Over the next couple of days we take short trips out to other smaller islands, look for colourful reef fish while snorkelling and I practice flying a drone. Each afternoon generally consists of a few drinks down by the waterside, and we indulge in some of the best resort food you can find in the region. I mean, when I say some, I only say that because I haven't been everywhere, but to be honest, it’s the best kitchen around. We’re spoiled with garlic butter crayfish, steaks of fresh tuna, italian style meatballs, quiches, curries, salt ‘n pepper squid, pasta salad, green salad and the list goes on.

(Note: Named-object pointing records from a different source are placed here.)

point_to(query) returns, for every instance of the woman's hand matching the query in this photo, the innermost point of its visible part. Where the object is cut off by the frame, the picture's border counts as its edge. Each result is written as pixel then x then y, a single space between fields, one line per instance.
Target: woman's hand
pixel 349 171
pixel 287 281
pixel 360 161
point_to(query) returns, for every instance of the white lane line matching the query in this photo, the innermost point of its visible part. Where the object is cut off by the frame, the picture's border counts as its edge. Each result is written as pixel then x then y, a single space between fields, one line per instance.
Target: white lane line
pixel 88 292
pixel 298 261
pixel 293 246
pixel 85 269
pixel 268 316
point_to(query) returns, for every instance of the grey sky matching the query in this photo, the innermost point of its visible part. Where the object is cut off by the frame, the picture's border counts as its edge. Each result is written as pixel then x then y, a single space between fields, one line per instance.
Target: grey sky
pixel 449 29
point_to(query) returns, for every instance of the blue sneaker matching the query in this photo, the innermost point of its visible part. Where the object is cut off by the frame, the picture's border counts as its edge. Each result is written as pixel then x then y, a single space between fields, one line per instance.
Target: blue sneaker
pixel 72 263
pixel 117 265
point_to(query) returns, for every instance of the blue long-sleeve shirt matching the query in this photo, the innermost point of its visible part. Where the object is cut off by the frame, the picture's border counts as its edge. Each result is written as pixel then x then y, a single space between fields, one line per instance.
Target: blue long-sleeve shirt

The banter is good fun and I feel myself lapping up the conversation and good company. The bottles of red wine seem to have no end and the resort manager treats us to an impromptu performance on the piano, singing rock and blues and making our hips sway and our feet tap under the starry moonlight.
I wake up a little dusty after that night, but as I blink my eyes open, I'm instantly invigorated by the deep red skies sitting on the ocean outside my window. The sunrise is spectacular and you can't feel anything except for pure happiness and gratitude to be waking up in a place like this. ‘Thank You’ I say to the universe.
On my last night at Nusa, we take a banana boat out to the PNG Surfari boat that is docked nearby and climb aboard the adventure vessel to share a few more beers with the boat's captain. As it has been everyday since I’ve been here, the afternoon sun is just oozing warm rays of love and the turquoise waters below are calling my name. I step up onto the side of the boat and launch myself into the beauty of the natural world from about 10m above sea level. As I surface, I take a deep breath in and exhale a big “thank you” again, a mantra I have found myself saying repeatedly during my stay here.
There is so much to be enjoyed here, from ocean activities to village walks or simply just swaying in the hammock and reading a book. As I close the page on my final chapter of “Eat Love Pray” I get a sense that I'm on my own version of the journey the author shares in her book. A journey that is sometimes indulgent and one that seeks to discover the self on a deeper level. Who knows, maybe it'll also be the doorway to a brand new love story… that would at least make the endless inquiries and small town rumours about my (non-existent) love life come to an end!) Oh to be a Pacific woman who is (almost) 40, single and childless… sacrilegious! But I digress once more.
Anyhow, the day has come to pack my bags and leave this little slice of heaven. The clouds are dark and it has been raining through the night. It’s almost like mother nature is saying to me, it’s ok child, don’t be sad to leave, the good weather is over, it’s time to go home.
On my flight back to East New Britain I look down at the iconic Mt Tavurvur, an active volcano, whose smokey white tops stand out against the green mountainous landscape and I feel a little lighter, yet a little fuller. Light because I’ve had some time to unwind and let go of stresses and responsibilities for just a few days, and fuller because I have been filled with joy, peace and love over the past few days. I fill my lungs with air and this time as I exhale I say, not to the universe, but to myself, “Thank you. You deserved this”.
We all deserve to fill our cup from time to time, with the spirit of fun, adventure, peace, joy and presence… and with the other kind of spirits too. Cheers!